Era una mujer joven, modesta, de caderas anchas, que no usaba ni maquillaje ni pendientes, rubia con una corona de trenzas, forjada en los cánones del ideario gobernante, y aún así no había conseguido cónyuge alguno. Antes de la guerra acudió a uno de los
Lebensborn, Fuente de Vida, donde las mujeres solteras se ofrecían para ser fecundadas por los sementales más idóneos según el régimen. Hermann y Gustav visitaban cada año la feria de Frankfurt am Oder con el fin de alquilar un
toro terminal para incrementar el peso y crecimiento de sus terneros. Seleccionaban animales de complexión fuerte, de raza pura, padres reconocidos, libres de enfermedades de transmisión sexual y carácter bravo. El toro calmado es más impredecible. Más peligroso que el bravo. La uniformidad del ganado dependía de la pureza del macho. Los ganaderos siempre lo han sabido. El régimen lo sabía: para eso había creado el Tribunal de Salud Hereditaria que aprobaba la procreación de las parejas. "La mujer también tiene su campo de batalla; con cada niño que trae al mundo y ofrece a la nación participa en la lucha por el bien de ésta".
Diez días después de la menstruación Isabelle fue examinada médicamente por los especialistas del
Lebensborn y se acostó con un miembro de las SS. El diagnóstico de embarazo fue negativo. Volvieron a repetirlo con otro hombre de las tropas. La gestación tampoco funcionó. Ni una tercera ni una cuarta vez, en cada intento la preñez le fue denegada.
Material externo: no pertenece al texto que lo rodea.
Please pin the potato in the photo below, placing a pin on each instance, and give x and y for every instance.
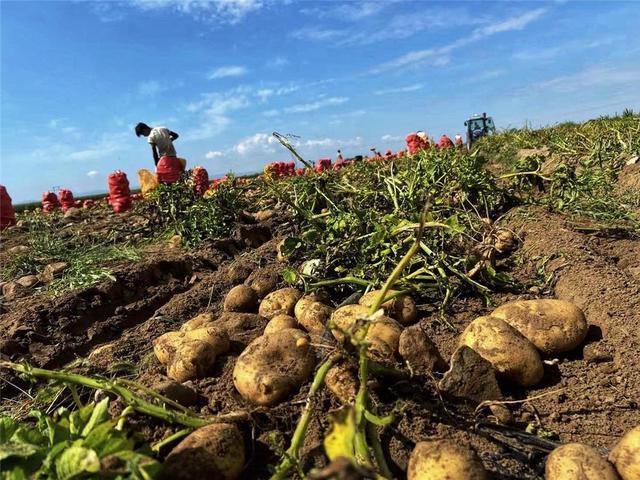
(444, 460)
(626, 455)
(312, 314)
(197, 322)
(345, 317)
(280, 322)
(241, 298)
(273, 366)
(213, 452)
(165, 346)
(575, 461)
(342, 382)
(281, 301)
(401, 308)
(512, 355)
(384, 336)
(553, 326)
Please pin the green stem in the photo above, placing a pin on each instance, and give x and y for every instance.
(156, 447)
(137, 403)
(290, 458)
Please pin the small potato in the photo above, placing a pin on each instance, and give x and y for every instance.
(197, 322)
(626, 455)
(553, 326)
(343, 383)
(192, 360)
(165, 346)
(280, 322)
(274, 366)
(281, 301)
(241, 298)
(384, 336)
(444, 460)
(575, 461)
(312, 314)
(512, 355)
(401, 308)
(213, 452)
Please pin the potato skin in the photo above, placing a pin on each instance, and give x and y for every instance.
(401, 308)
(280, 322)
(214, 452)
(511, 354)
(575, 461)
(553, 326)
(444, 460)
(626, 455)
(312, 314)
(273, 366)
(281, 301)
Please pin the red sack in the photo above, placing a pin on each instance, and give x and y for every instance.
(49, 202)
(200, 179)
(119, 193)
(7, 213)
(168, 169)
(66, 199)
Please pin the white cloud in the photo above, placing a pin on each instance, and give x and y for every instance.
(440, 55)
(228, 71)
(409, 88)
(218, 11)
(391, 138)
(257, 143)
(150, 88)
(310, 107)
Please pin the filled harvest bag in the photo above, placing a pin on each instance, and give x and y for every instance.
(119, 193)
(7, 213)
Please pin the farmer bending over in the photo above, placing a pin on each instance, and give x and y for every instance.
(168, 167)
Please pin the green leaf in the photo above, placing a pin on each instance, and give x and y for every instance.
(17, 449)
(98, 415)
(76, 461)
(339, 441)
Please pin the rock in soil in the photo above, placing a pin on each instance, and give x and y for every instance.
(52, 271)
(420, 352)
(471, 377)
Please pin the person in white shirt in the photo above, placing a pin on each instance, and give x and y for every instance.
(160, 138)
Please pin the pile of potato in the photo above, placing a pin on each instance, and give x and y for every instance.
(515, 335)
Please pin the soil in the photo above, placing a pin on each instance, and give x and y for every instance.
(589, 395)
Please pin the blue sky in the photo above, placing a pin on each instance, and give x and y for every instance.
(77, 76)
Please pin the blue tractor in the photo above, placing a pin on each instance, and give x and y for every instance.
(478, 126)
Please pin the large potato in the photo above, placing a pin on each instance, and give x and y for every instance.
(626, 455)
(512, 355)
(553, 326)
(312, 314)
(401, 308)
(281, 301)
(444, 460)
(241, 298)
(344, 318)
(213, 452)
(280, 322)
(575, 461)
(273, 366)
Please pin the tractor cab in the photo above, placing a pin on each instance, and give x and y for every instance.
(479, 126)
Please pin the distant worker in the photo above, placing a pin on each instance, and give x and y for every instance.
(168, 166)
(445, 142)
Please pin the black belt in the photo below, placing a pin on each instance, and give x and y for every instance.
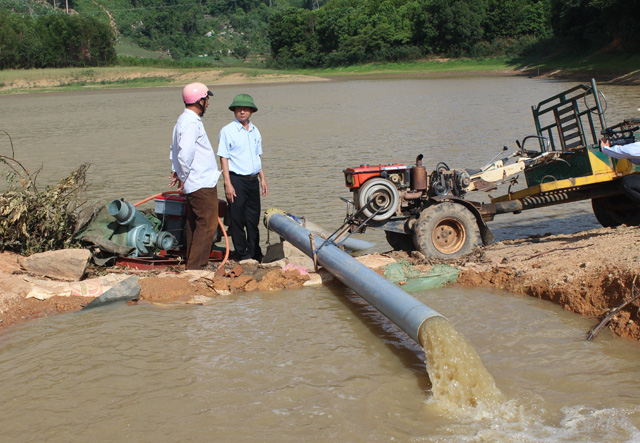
(247, 177)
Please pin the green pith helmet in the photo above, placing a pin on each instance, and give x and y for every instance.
(243, 100)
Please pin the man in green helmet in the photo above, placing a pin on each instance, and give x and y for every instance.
(239, 149)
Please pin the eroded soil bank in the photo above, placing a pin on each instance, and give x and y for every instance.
(590, 273)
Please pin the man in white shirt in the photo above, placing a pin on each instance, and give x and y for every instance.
(631, 152)
(240, 149)
(195, 171)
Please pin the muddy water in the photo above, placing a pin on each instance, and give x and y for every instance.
(311, 364)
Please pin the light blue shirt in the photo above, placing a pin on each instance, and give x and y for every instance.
(242, 147)
(192, 156)
(631, 152)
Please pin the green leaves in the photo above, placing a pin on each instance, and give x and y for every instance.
(37, 221)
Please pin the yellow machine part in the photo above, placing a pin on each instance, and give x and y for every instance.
(605, 169)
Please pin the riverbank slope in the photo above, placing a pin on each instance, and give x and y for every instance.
(591, 273)
(118, 77)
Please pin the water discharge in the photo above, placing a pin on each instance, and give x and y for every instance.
(458, 377)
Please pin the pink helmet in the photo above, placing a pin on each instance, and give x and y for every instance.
(194, 92)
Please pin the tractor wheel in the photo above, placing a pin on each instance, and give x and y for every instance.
(615, 211)
(378, 193)
(399, 241)
(446, 230)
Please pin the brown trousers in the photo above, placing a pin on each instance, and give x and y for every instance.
(202, 222)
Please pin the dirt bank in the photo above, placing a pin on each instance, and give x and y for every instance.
(589, 273)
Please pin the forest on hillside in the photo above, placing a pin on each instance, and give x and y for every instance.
(309, 33)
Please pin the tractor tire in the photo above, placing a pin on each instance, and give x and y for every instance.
(446, 230)
(615, 211)
(378, 193)
(399, 241)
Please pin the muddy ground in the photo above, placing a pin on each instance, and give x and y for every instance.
(591, 273)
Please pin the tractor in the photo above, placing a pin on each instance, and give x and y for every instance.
(428, 212)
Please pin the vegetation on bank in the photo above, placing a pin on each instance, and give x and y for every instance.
(163, 73)
(35, 219)
(307, 33)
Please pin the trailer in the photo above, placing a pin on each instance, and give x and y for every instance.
(429, 212)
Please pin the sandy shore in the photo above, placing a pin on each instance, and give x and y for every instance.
(77, 79)
(590, 273)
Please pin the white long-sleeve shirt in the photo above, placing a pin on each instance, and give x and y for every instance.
(192, 156)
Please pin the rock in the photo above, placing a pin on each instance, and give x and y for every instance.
(284, 249)
(65, 264)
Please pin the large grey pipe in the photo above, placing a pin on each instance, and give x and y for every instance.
(395, 304)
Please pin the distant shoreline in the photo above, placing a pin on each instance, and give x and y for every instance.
(102, 78)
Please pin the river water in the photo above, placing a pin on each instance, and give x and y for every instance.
(309, 364)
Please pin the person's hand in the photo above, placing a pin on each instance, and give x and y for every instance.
(229, 192)
(175, 181)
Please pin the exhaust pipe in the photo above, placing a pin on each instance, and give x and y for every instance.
(405, 311)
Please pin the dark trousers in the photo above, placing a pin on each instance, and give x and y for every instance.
(202, 223)
(244, 217)
(631, 186)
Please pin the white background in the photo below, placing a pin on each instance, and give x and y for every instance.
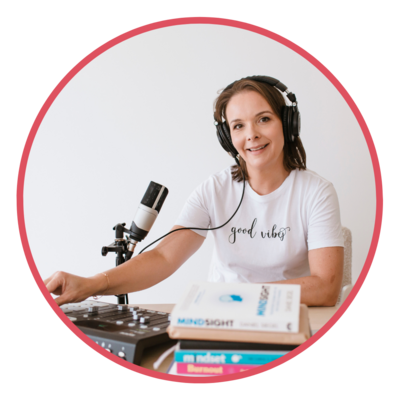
(143, 111)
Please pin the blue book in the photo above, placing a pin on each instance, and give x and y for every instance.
(227, 356)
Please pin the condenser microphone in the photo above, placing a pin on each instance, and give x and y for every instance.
(148, 210)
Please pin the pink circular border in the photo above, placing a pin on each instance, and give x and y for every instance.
(379, 182)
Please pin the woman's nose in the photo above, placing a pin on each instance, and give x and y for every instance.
(252, 133)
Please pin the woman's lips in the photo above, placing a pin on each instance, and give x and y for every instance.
(255, 152)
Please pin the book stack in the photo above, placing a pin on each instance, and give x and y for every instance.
(225, 328)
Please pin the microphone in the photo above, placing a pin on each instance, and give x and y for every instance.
(148, 210)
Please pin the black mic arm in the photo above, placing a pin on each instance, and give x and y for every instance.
(145, 216)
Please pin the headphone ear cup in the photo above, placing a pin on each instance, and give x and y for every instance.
(285, 124)
(296, 125)
(224, 138)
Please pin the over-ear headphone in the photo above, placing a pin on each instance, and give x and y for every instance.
(290, 116)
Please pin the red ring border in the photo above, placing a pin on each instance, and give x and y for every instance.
(371, 143)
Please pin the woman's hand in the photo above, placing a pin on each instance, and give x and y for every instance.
(72, 288)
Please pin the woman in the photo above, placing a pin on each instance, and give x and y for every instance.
(287, 229)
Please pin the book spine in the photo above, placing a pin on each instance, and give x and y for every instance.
(227, 357)
(211, 369)
(254, 324)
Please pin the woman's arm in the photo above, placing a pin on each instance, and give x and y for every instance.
(140, 272)
(323, 285)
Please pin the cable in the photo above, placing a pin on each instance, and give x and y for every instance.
(205, 229)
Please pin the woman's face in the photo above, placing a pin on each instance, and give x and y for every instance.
(256, 131)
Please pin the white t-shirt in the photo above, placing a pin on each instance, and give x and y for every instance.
(270, 236)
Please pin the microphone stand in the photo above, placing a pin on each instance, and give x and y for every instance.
(124, 247)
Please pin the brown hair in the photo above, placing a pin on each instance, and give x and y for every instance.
(294, 155)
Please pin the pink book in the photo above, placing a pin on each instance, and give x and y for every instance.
(211, 369)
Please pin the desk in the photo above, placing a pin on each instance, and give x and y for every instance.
(318, 316)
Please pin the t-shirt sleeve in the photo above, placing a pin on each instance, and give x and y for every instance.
(325, 228)
(195, 212)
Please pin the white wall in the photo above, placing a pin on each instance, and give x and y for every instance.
(142, 111)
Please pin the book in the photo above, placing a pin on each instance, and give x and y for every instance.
(234, 346)
(246, 336)
(210, 369)
(230, 357)
(239, 306)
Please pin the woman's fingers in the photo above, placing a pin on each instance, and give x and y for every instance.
(66, 286)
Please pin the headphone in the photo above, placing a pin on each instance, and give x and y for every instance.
(290, 116)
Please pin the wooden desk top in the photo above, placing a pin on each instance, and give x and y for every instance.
(318, 316)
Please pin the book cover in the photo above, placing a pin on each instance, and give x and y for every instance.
(246, 336)
(211, 345)
(227, 357)
(211, 369)
(239, 306)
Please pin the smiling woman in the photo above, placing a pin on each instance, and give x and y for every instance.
(287, 229)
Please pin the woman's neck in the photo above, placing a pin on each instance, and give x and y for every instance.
(266, 182)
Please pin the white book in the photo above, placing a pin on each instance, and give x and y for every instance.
(239, 306)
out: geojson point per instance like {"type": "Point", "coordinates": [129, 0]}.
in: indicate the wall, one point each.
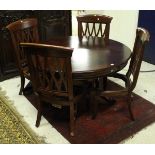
{"type": "Point", "coordinates": [123, 25]}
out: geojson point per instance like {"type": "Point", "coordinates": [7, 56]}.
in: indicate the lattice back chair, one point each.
{"type": "Point", "coordinates": [25, 30]}
{"type": "Point", "coordinates": [97, 26]}
{"type": "Point", "coordinates": [131, 77]}
{"type": "Point", "coordinates": [94, 25]}
{"type": "Point", "coordinates": [51, 75]}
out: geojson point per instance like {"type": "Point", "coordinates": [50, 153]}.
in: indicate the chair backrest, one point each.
{"type": "Point", "coordinates": [94, 25]}
{"type": "Point", "coordinates": [50, 69]}
{"type": "Point", "coordinates": [25, 30]}
{"type": "Point", "coordinates": [142, 37]}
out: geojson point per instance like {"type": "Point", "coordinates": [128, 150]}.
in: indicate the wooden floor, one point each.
{"type": "Point", "coordinates": [112, 124]}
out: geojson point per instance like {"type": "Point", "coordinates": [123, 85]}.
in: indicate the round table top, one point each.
{"type": "Point", "coordinates": [93, 58]}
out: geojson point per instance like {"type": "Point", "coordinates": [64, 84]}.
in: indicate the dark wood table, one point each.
{"type": "Point", "coordinates": [92, 58]}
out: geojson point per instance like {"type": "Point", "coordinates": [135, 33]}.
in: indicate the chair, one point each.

Al final el equipo médico la designó como una
bevölkerungpolitische blindgäger: un "fracaso demográfico". Nadie quiso casarse con ella. Ahora, veía en el invasor, al igual que Gerhard, una oportunidad de empezar una nueva vida. Un par de buenas comidas al día y seguridad física, bien valía el no cerrarse de piernas a un oficial soviético. Otras podían reducir sus vidas a alimentarse de raíces usurpadas al bosque, a comerse las hierbas como las bestias y el ganado, pero ella no. Su vientre nunca gestaría la cría de uno de aquellos hombres del Este. Lo importante era que el hambre quedase al otro lado de la puerta. Que pasase de largo. Sobrevivir a la Historia, siempre traidora con la vida. Disfruta de la guerra, le dijo una vez un gerente del
Lebensborn al abandonarlo, porque la paz será terrible. Ni corazón ni cerebro, la que manda es la barriga. Cuando el hambre asoma, se piensa y se actúa con el estómago.